The recent resurgence in the concept’s popularity may be attributed to TikTok (as many current trends can), the various tags related to Chapman’s theory raking in millions of views as couples and friends search for ways to better their relationships with those they care about, seek validation for their own ways of expressing how they feel, or just try to catch up with what others are talking about.

An abundance of short-form videos explaining each love language, how to identify your own and advice on how to figure out the love languages of others provide easily digestible versions of relationships to those who watch. The 5 Love Languages website also advertises quizzes, apps and further reading material.

It’s impossible to ignore that the man behind the theory has certainly found a way to sell it to people.

All this simplification of complex human relationships to a point that critics may claim lacks nuance has drawn criticism, the validity of the love languages having been called into question through various relationship studies since the book’s publishing hinting that the theory may not hold water upon deeper reflection. The studies on love languages are scarce and their results are contradictory. Maybe that’s just the thing about love, it’s less about the broader picture and more about the individuals who share it with one another.

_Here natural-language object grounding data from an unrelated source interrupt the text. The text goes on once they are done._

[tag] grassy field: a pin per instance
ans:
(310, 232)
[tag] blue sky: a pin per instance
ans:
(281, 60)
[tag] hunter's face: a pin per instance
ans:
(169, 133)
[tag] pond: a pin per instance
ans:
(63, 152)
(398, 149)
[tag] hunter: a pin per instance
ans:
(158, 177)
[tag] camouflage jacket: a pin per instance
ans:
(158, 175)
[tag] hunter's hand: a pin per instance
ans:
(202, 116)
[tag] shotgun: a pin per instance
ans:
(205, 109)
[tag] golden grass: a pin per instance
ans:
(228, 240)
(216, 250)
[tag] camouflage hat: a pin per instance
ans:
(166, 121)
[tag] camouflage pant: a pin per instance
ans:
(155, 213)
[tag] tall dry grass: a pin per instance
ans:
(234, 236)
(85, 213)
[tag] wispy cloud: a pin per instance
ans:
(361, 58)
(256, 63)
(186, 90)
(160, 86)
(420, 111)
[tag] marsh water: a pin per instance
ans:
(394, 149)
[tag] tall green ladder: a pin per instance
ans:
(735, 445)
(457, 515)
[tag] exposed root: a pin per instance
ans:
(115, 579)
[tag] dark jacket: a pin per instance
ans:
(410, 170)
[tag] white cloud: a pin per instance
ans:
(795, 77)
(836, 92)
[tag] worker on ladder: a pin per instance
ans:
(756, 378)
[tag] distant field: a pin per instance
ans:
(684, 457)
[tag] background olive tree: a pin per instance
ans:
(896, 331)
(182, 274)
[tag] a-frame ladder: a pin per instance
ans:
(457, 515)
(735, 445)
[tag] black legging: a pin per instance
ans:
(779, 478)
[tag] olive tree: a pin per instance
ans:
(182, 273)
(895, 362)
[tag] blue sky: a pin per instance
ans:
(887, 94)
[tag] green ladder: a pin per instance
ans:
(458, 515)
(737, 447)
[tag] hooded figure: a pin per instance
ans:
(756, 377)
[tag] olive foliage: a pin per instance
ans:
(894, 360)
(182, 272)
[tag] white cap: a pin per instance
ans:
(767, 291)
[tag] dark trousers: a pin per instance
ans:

In the end, whether Chapman’s theory is accurate or not, it can be at the very least a helpful tool in identifying ways to convey your love for and accept love from those you care about. Relationships, no matter their nature, are about learning about another person and connecting with them. I believe that any tool that encourages (be it a trend or therapeutic method) the observation and deeper understanding of others is worth, at the very least, consideration and contemplation.